Even Vinay Bagri, Co-founder and CEO, NiYO.in’s opinions echoed with Gupta as he feels the government should push digitalisation further along with tax reliefs along with containing the liquidity crisis.
He adds, “Both the Ministry of Finance and the RBI has been very supportive in creating an enabling environment for the fintech sector in the last few years. We are hoping for tax relaxations for fintech companies and payments players which can pave the way for the fintech industry to increase investments in product innovation and customer service."
Boost Domestic Economy
Though the last budget prioritised growth, infrastructure expansion, financial inclusion, and digitization, according to recent data, the rate of economic growth has slowed down somewhat and the government needs to boost consumption. Bhupinder Singh-CEO & Founder, Incred feels the primary objective of the government should be to revive the growth rate for which it needs to attack the front foot by easing liquidity conditions and bringing in needed regulatory changes to aid job creation.
“The government also needs to keep an eye out for the fast-developing global trade headwinds and put in place precautionary measures to shield the Indian growth story from any escalating economic conflict.

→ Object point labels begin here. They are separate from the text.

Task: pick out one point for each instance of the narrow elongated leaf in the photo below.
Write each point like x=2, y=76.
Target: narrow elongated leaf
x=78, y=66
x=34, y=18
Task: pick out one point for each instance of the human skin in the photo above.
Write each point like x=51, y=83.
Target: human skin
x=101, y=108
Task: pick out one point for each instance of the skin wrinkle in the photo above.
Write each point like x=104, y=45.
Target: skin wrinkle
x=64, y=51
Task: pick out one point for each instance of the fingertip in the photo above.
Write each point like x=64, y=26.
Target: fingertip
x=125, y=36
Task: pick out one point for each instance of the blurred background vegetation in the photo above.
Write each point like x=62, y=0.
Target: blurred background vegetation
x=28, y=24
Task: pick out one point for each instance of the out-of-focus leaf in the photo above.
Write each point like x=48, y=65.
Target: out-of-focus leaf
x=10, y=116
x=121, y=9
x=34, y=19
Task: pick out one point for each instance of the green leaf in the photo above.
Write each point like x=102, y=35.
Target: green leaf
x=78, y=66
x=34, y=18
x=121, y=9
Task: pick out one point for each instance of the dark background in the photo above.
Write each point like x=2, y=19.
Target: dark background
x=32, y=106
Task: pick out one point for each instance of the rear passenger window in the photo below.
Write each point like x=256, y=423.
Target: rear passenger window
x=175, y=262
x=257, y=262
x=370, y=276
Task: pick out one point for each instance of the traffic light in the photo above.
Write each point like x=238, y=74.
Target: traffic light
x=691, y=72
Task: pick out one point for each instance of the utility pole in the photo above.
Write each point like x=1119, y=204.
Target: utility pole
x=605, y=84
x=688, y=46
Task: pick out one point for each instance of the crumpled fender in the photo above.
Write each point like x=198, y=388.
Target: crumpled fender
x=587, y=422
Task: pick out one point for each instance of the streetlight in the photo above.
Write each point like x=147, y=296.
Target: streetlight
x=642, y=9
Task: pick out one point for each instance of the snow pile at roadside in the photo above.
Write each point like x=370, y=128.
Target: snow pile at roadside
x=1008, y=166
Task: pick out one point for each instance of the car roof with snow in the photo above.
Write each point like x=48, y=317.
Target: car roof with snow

I believe that after the massive electoral mandate, this government is well-equipped to navigate all challenges and deliver a winning budget,” he added.
Between 2018 and interim budget 2019, domestic markets have witnessed a lot of volatility with more than 75 per cent of BSE All Cap Index gave negative returns. However, Tejas Khoday, CEO and Co-Founder FYERS-Free Investment Zone notes that post the election, the stock market has shown a little life and colour over the last couple of months with equity fund flows seeing a minor rise, accompanied by retail investor participation.
As a discount broking-stock trading platform, he expects the government to reduce LTCG tax arising from the sale of equity shares (without indexation benefit) from the current 10 per cent to a level of 5 per cent while increasing LTCG exemption gain from the current INR 100,000 to INR 200,000 and above. And the removal of current 10 per cent LTCG tax on equity mutual funds.
“Alternately, any move to increase the time period of LTCG tax from the current 1-year period to a 2 or 3-year period would severely dampen the stock market sentiment,” he added.